What is Aulophobia? (A Summary)

Aulophobia

In this blog we will discuss the symptoms, causes and treatment of Aulophobia. 

What is Aulophobia? (A Summary)

An intense fear of flutes is called Aulophobia. It is a type of specific phobia which comes under the category of anxiety disorders in the DSM-V.

Someone suffering from it experiences extreme anxiety when exposed to the sound of flutes. They can become anxious even at the thought of flutes. 

One suffers from panic attacks as a result of excess anxiety. This can also lead to hospitalization, if not treated on time. 

This phobia is not specific to a particular group but people of all ages suffer from it, if they have the tendency to develop it. 

Aulophobia is an irrational fear. This is because flutes are objects which are completely harmless.

They have the work to produce sound, which is soothing to many but can be irritating to others.

Despite this, they are not potentially life threatening like Iophobia (fear of poison) is for example. 

Still, someone suffering from it  tries to avoid their fear stimuli (flutes) in order to evade the anxiety one experiences when exposed to it.

Sufferers are unable to rationalise their fear, as it is out of the touch of reality.

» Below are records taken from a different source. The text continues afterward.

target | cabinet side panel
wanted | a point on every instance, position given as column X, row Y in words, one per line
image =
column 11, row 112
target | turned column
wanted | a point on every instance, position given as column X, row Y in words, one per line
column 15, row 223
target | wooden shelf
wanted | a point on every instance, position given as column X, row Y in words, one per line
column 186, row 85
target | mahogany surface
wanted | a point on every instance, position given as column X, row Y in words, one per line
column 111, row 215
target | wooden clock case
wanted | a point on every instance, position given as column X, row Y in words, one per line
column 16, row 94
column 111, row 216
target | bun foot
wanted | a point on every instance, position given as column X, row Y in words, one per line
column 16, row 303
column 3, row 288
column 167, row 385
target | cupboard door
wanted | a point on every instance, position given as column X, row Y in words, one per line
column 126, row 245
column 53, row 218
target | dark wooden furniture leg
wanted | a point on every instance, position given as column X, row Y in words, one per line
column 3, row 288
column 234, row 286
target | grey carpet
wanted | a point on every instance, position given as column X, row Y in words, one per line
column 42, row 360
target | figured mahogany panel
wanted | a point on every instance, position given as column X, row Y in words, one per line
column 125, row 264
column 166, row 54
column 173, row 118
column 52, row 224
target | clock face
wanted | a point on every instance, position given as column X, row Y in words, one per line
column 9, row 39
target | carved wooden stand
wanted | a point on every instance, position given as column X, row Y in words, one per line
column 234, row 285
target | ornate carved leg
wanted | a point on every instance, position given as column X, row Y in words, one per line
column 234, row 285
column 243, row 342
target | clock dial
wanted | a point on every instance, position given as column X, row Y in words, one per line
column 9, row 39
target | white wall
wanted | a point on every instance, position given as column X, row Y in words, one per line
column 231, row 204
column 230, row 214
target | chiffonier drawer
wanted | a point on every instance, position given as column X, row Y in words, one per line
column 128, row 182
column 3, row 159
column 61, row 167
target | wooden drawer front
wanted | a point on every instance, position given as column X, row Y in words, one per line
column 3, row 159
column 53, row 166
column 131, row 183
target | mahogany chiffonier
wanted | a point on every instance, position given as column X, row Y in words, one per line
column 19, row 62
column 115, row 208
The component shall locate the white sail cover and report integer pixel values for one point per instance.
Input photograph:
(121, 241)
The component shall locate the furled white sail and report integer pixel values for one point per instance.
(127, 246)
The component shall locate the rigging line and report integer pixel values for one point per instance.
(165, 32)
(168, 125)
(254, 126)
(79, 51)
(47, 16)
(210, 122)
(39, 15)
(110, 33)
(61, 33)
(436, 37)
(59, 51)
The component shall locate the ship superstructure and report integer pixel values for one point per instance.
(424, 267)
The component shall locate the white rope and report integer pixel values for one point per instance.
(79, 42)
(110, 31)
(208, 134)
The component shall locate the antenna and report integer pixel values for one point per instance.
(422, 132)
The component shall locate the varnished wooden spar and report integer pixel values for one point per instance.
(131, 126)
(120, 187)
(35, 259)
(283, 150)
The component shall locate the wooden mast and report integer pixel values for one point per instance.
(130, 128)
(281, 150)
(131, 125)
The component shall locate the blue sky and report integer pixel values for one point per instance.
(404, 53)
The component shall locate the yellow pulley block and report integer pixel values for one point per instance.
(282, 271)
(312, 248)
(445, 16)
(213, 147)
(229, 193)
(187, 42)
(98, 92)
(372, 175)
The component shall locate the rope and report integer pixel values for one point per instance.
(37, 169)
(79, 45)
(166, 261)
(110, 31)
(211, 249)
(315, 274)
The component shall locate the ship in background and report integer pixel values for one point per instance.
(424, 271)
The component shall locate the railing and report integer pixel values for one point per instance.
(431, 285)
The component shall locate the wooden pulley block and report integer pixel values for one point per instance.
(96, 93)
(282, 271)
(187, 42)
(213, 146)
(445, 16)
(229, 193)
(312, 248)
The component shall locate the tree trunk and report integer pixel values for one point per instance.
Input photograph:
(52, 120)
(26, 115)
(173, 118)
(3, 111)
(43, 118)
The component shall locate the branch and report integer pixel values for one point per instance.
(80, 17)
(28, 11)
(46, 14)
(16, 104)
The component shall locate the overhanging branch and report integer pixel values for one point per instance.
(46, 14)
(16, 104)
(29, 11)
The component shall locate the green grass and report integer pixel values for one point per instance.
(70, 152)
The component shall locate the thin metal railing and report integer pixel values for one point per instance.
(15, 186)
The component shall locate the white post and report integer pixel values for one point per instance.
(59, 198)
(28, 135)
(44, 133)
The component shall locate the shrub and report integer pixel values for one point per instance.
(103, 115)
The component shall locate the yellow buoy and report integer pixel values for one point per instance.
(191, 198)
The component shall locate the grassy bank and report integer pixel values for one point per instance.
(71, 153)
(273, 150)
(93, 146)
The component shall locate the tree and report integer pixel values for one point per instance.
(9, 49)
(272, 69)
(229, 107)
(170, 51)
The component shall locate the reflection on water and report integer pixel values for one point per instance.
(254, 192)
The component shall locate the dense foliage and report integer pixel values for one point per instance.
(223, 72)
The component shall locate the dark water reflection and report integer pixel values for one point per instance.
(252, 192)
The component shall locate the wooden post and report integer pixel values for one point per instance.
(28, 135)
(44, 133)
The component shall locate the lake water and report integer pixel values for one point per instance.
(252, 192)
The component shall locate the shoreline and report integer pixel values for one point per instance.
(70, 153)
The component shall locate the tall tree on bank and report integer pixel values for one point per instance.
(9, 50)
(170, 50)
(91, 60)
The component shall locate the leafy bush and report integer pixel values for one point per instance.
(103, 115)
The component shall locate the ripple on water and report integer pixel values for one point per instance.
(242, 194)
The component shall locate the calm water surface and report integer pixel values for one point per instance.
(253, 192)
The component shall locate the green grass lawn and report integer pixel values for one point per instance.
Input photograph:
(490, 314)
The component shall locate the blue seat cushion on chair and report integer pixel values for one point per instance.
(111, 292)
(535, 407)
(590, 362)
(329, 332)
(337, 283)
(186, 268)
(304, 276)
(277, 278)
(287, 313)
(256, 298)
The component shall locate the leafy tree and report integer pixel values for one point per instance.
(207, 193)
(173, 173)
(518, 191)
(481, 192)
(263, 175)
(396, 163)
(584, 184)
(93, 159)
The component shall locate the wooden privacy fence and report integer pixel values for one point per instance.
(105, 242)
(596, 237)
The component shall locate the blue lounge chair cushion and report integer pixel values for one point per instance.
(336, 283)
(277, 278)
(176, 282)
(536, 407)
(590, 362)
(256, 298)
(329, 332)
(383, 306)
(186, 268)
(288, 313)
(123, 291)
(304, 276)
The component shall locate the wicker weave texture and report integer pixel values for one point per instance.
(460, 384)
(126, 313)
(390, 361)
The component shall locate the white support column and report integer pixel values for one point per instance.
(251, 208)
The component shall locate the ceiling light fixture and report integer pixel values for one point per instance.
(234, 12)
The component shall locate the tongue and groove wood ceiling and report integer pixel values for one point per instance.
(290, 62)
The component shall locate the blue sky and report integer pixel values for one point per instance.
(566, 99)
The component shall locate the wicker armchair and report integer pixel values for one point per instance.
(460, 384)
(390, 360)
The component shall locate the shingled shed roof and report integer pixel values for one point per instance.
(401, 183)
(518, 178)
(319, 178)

However, the pleasant feelings produced by avoidance result in one feeling safe. This maintains their phobia because it justifies the fear of flutes. 

According to the DSM-V, anxiety which leads to avoidance affects one’s social and occupational functioning.

For example, one will avoid going to parties or concerts where they feel they might encounter flutes.

They will show reluctance in going to school on the day of their music class because they’ll be exposed to flutes. 

This can result in one lacking in his academics which will in turn affect their future careers. 

Aulophobia is an irrational fear of flutes. Sufferers experience extreme anxiety when exposed to flutes or to the sound of it. 

What is Aulophobia? (A Summary)

Symptoms of Aulophobia 

As with all the other specific phobias, anxiety is the main symptom of Aulophobia. This irrational fear is the driving force, which encourages sufferers to avoid flutes.

This avoidance can be stressful as they will put in all their efforts to escape a fearful situation. As mentioned earlier, this is what affects their social relations and occupations. 

Sufferers go into flight or fight mode because of an adrenaline rush. In this state, the body’s physiological responses help one make decisions when in fear causing situations.

They either decide to escape the situation (flight) or stay and combat their fear (fight). 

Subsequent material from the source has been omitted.